Jordan looks the camera in the eye and begins to explain in explicit detail precisely how the ruse his company, Stratton Oakmont, perpetrates works and then......cuts it short. "It doesn't matter," he declares. "What matters is this-" At which point Jordan's lieutenant, Donnie, relays a certain carnivorous dollar figure. The bottom line, baby. Donnie is played by a lunatic Jonah Hill, sporting big framed glasses and a Long Island accent that suggests Mike Francesa if he had chosen stocks rather than sports radio. Often the funniest thing in any given scene of drugs, debauchery and nakedness is Hill off to the side in the background, watching with a stoned-out vacant look, as if alluding all the while to a willful ignorance of the happening.

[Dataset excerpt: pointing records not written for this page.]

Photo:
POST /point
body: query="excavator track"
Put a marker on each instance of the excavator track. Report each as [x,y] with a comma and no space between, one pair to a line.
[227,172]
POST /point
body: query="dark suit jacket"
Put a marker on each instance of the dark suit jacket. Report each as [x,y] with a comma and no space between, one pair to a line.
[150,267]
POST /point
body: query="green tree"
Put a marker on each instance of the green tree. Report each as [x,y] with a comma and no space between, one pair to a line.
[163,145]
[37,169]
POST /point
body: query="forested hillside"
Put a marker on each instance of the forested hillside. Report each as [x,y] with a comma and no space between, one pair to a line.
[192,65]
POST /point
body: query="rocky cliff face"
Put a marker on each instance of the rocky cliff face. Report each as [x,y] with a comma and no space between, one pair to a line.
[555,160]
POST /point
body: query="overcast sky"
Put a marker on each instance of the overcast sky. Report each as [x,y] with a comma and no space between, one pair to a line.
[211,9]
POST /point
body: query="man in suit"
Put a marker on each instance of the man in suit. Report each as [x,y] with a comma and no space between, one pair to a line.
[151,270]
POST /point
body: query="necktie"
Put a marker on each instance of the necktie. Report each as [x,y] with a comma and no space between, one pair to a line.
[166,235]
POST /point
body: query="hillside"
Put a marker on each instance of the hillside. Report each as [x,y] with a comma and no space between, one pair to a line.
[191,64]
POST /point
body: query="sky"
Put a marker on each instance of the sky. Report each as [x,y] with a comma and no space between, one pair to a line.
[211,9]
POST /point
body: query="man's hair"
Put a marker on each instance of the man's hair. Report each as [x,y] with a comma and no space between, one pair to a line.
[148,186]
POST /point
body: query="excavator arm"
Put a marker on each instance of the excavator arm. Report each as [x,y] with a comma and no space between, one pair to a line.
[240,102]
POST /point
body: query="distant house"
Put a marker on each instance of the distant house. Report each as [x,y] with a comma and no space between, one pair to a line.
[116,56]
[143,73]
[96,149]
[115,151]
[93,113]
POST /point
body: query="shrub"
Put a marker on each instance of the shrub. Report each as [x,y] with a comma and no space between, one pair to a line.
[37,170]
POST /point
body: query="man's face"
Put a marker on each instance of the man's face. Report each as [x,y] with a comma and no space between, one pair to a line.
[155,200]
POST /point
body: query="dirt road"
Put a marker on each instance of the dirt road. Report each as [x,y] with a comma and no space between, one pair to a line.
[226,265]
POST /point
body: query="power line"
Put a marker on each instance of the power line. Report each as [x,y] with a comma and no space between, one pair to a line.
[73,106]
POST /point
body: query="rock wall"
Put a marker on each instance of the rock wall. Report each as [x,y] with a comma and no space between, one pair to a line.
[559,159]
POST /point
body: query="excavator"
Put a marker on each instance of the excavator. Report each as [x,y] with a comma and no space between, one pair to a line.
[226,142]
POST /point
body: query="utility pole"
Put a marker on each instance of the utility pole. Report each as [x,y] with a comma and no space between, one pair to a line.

It would not at all be improper to note the structural debt paid to "Goodfellas", though the fall of Henry Hill is much more pronounced than the fall of Jordan Belfort, which I would argue is decidedly on purpose. This is not to suggest Belfort is positioned as a redemptive or complicated character. Far from it, and DiCaprio commits to playing him insistently one-dimensional, a gonzo addict hellbent on getting rich, having sex and popping pills. Repeatedly he is placed in potential Come-to-Jesus moments, and essentially each time he turns his back on it, never more spectacularly than when he is about to cut a deal with the SEC and walk away from his company, only to relent at the very last instant because his ego and lasciviousness will not allow it.

That the FBI agent (Kyle Chandler) on Belfort's trail appears and then disappears for a large swath of time is not coincidental, just as the utter neglect of camera time for Belfort's two daughters in a two hour and fifty-nine minute film is not coincidental. We, in fact, do not even know Belfort has had a daughter until it's mentioned long after the fact, nor do we know he is having a second until his wife enters the frame with a quite-clearly pregnant belly. Consequence and Family Life are of no interest to Belfort, and so they are kept tucked away off camera.

The film's final third is an absurdist descent into horror, though not quite complete self-destruction, because Scorsese and Winter are willing to admit that even though a character like Belfort deserves to be tossed into a Bond-like pool of sharks, our world simply does not work this way. Our world, to quote an oft-espoused cliche, is what we make of it, and too often the bankers and brokers fashion this world in their image. So even though Belfort is condemned to prison, the only scene we see of him in prison is set on a tennis court, strictly time off. And thus, the film comes full circle.

Tellingly, “Wolf of Wall Street” ends not with a close-up of DiCaprio, who has been on screen for virtually every frame, but DiCaprio re-fashioned as a motivational speaker teaching suckers to sell him a pen. No one seems able or willing, and the camera glides over the top of the audience - us - as we watch and contemplate, asking us what we think of the preceding three hours. One man’s thought: take that pen, Belfort, and shove it up your ass.